Di dunia kerja, orang yang mengalami stres selalu dianggap sebagai pribadi yang tidak berkompeten atau kurang profesional. Padahal biasanya, stres timbul karena seorang pekerja menghadapi tuntutan di luar kemampuannya dan tidak dapat mengatasi hal tersebut.
Pada tingkat eksekutif, beban serta tuntutan yang dihadapi pasti lebih besar. Inilah mengapa, dibutuhkan strategi manajemen stres efektif supaya perusahaan tetap bisa berjalan sebagaimana mestinya.
Pentingnya Manajemen Stres bagi Eksekutif
Manajemen stres merupakan bagian penting dari gaya hidup sehat, sebab jika dibiarkan, stres dapat memberi dampak negatif bagi diri sendiri maupun orang lain. Jika seorang eksekutif mengalami stres, hal ini akan memengaruhi kebijakan dalam mengelola perusahaan.
Eksekutif yang mengalami stres juga cenderung kurang produktif, tidak terlalu fokus pada tanggung jawab, serta mengalami penurunan motivasi. Padahal sebagai pimpinan, seorang eksekutif dituntut untuk selalu prima agar target perusahaan bisa tercapai. Inilah mengapa, sebagai eksekutif kita dituntut untuk bisa mengelola stres dengan baik agar tidak berdampak pada lingkungan kerja.
5 Strategi Manajemen Stres Efektif bagi Eksekutif
Sebelumnya sempat disebutkan bahwa beban kerja berlebihan menjadi salah satu alasan mengapa seorang eksekutif mengalami stres. Selain itu, terbatasnya waktu yang dimiliki membuat pimpinan kurang bisa membagi waktu untuk dirinya sendiri. Jika mengalami hal yang sama, berikut beberapa tips manajemen stres bagi eksekutif yang sibuk.

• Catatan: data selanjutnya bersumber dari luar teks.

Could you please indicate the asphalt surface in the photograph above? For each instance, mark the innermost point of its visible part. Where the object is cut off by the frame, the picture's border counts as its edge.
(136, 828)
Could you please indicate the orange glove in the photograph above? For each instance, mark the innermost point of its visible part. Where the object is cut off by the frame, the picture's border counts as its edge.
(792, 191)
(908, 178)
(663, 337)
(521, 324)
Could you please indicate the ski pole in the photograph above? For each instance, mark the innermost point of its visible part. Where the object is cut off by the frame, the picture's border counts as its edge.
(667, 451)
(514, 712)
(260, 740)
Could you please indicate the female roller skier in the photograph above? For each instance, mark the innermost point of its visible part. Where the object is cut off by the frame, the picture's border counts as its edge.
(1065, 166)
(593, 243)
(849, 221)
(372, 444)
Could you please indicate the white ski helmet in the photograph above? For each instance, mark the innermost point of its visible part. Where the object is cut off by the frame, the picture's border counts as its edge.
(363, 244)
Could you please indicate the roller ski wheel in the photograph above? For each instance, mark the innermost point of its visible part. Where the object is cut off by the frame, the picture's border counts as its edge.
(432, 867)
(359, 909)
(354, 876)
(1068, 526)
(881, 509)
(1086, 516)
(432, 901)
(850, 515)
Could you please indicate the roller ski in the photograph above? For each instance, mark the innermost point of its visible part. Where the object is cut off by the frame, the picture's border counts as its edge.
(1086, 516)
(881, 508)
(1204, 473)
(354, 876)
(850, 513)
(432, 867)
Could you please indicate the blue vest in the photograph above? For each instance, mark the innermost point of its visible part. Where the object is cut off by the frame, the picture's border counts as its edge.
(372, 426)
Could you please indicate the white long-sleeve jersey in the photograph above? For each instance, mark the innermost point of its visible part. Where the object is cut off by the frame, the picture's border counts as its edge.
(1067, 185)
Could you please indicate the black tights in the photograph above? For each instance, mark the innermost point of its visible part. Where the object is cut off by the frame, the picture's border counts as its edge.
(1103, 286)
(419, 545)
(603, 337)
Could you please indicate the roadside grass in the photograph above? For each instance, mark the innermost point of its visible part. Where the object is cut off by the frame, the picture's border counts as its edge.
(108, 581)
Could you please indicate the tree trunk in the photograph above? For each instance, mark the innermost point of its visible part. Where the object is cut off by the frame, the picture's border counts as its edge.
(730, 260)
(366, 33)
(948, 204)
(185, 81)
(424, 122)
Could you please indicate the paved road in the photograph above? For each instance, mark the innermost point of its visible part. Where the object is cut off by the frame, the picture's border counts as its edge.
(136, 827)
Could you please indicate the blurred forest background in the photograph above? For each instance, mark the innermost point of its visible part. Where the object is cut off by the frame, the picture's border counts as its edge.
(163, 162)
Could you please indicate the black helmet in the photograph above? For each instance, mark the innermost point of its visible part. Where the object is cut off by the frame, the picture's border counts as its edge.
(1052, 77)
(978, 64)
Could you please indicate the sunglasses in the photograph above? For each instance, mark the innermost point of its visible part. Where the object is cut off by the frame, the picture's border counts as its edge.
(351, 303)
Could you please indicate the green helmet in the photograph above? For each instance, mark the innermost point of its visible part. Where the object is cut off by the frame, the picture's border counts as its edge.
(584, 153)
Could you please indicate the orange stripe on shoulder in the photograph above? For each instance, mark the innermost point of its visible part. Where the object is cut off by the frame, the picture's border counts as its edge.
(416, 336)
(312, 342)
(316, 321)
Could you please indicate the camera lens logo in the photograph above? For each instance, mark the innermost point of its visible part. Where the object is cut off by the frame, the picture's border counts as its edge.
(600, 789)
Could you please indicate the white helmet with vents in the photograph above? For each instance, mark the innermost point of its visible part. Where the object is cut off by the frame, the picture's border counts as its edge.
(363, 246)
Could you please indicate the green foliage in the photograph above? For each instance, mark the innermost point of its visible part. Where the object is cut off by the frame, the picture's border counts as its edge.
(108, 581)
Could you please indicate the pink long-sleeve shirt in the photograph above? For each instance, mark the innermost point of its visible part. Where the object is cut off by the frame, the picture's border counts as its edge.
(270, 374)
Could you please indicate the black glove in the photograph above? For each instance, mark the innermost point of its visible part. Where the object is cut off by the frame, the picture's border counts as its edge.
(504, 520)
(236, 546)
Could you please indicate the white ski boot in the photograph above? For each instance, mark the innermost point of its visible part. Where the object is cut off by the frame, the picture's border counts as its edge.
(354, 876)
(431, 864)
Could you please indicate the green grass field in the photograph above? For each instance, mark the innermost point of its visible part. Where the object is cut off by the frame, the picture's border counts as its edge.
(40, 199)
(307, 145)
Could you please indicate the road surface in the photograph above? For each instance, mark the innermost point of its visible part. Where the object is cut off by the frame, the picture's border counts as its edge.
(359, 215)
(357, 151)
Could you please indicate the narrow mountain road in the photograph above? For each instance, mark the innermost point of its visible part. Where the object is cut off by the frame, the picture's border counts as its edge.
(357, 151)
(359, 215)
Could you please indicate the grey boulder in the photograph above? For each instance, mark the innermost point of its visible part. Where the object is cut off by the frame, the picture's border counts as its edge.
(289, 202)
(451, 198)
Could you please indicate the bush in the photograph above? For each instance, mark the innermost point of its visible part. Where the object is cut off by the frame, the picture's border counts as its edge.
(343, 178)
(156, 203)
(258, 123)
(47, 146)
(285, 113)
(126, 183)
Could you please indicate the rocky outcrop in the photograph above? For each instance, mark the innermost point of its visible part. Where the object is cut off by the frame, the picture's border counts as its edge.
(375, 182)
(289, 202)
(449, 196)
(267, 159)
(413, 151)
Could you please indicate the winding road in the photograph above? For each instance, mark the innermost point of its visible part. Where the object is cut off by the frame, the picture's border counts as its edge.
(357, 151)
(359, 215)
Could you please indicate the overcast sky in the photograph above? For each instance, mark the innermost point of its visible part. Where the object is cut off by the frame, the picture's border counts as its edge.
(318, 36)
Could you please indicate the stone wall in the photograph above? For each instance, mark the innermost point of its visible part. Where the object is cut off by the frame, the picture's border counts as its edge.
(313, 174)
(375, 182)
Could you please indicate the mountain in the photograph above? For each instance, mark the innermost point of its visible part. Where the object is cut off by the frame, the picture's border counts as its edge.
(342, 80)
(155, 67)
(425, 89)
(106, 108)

1. Buat Jurnal Harian untuk Menentukan Skala Prioritas
Sering kali stres disebabkan oleh perasaan tidak mampu menyelesaikan sejumlah tanggung jawab dengan baik. Akhirnya ketika pulang, kita selalu merasa kurang puas. Untuk mengatasinya, kita perlu membuat jurnal harian dan menentukan skala prioritas.
Jurnal ini akan membantu kita menyelesaikan setiap pekerjaan secara maksimal sehingga punya waktu untuk menuntaskan tanggung jawab berikutnya dengan baik. Selain itu, jurnal juga membantu kita dalam manajemen waktu, sehingga risiko terbebani dengan pekerjaan dapat dihindari.

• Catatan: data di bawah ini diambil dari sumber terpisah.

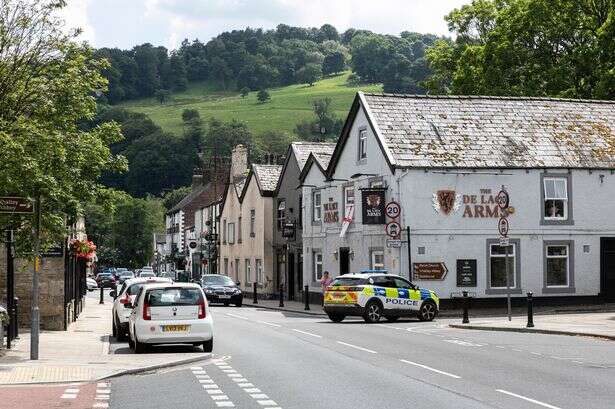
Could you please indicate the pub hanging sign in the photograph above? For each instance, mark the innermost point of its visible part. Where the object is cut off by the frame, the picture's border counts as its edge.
(372, 201)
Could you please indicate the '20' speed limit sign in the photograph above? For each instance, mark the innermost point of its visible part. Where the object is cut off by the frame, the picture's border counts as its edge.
(392, 210)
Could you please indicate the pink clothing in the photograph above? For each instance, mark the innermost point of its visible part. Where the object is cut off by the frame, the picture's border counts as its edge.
(325, 282)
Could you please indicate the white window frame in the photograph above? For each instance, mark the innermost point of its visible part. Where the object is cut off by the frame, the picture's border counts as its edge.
(252, 222)
(231, 233)
(317, 265)
(512, 254)
(317, 209)
(248, 270)
(259, 270)
(372, 259)
(564, 198)
(362, 144)
(567, 257)
(281, 213)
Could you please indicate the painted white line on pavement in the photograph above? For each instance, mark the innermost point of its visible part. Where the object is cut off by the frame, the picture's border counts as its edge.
(267, 403)
(236, 316)
(357, 347)
(429, 368)
(270, 323)
(307, 333)
(525, 398)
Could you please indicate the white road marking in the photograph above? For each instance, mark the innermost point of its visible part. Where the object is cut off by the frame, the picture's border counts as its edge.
(307, 333)
(270, 323)
(463, 343)
(357, 347)
(525, 398)
(429, 368)
(267, 403)
(237, 316)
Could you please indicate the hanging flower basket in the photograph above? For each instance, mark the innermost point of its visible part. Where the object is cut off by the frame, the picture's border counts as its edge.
(83, 249)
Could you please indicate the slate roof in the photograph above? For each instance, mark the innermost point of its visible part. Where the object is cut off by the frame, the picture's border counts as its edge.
(322, 150)
(267, 176)
(493, 132)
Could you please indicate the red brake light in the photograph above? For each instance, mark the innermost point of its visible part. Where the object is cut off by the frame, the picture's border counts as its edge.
(147, 313)
(202, 308)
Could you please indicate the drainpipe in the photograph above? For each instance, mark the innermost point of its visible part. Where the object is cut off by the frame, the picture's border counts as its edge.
(403, 218)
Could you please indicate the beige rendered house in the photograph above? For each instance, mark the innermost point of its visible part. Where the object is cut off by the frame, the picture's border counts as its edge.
(246, 220)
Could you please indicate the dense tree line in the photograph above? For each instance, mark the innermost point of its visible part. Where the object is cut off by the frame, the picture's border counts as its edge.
(256, 59)
(558, 48)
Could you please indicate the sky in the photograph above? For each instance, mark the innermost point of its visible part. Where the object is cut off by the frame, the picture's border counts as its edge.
(126, 23)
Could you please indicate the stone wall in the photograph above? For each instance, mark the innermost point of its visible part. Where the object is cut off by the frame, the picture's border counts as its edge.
(51, 284)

2. Delegasikan Tugas kepada Orang Lain
Sebagai eksekutif, kita harus paham bahwa tidak semua hal bisa diselesaikan sendiri. Ada sejumlah karyawan yang dapat membantu kita menyelesaikan itu semua. Untuk itu, mulailah mendelegasikan sejumlah tanggung jawab ke orang lain supaya beban kerja menjadi lebih ringan.
3. Lakukan Olahraga Ringan
Selain faktor eksternal, stres juga bisa disebabkan oleh faktor internal yaitu kurangnya tubuh dalam memproduksi hormon endorfin. Untuk meningkatkan endorfin, kita bisa mengalihkan stres dengan melakukan olahraga ringan di sela waktu kerja seperti berjalan kaki di atas treadmill selama 25 menit sehari.
4. Cobalah untuk Meditasi
Tidak hanya dari olahraga, endorfin juga bisa kita dapatkan saat bermeditasi. Dalam sehari, setidaknya luangkan waktu sekitar 25 – 30 menit sehari untuk bermeditasi dan mengosongkan pikiran di kantor. Jika rutin dilakukan, kegiatan ini tidak hanya mengurangi stres tetapi juga membuat kita lebih produktif.
5. Pisahkan Waktu Kerja dan Waktu Pribadi
Terakhir, mulailah untuk memisahkan waktu kerja dan waktu pribadi. Saat sedang libur, daripada membuka email kerja, coba untuk berjalan-jalan di sekitar rumah dan menikmati waktu luang yang ada. Jika bosan, kita bisa menekuni hobi yang mungkin sudah lama ditinggalkan.
Menjadi produktif itu baik, tetapi ketika mental dan fisik mulai dikorbankan, kita wajib egois dan menomorsatukan kesehatan. Bagaimanapun untuk bisa maksimal bekerja, dibutuhkan fikiran dan tubuh yang prima. Itulah beberapa strategi manajemen stres untuk eksekutif yang sibuk, semoga bermanfaat.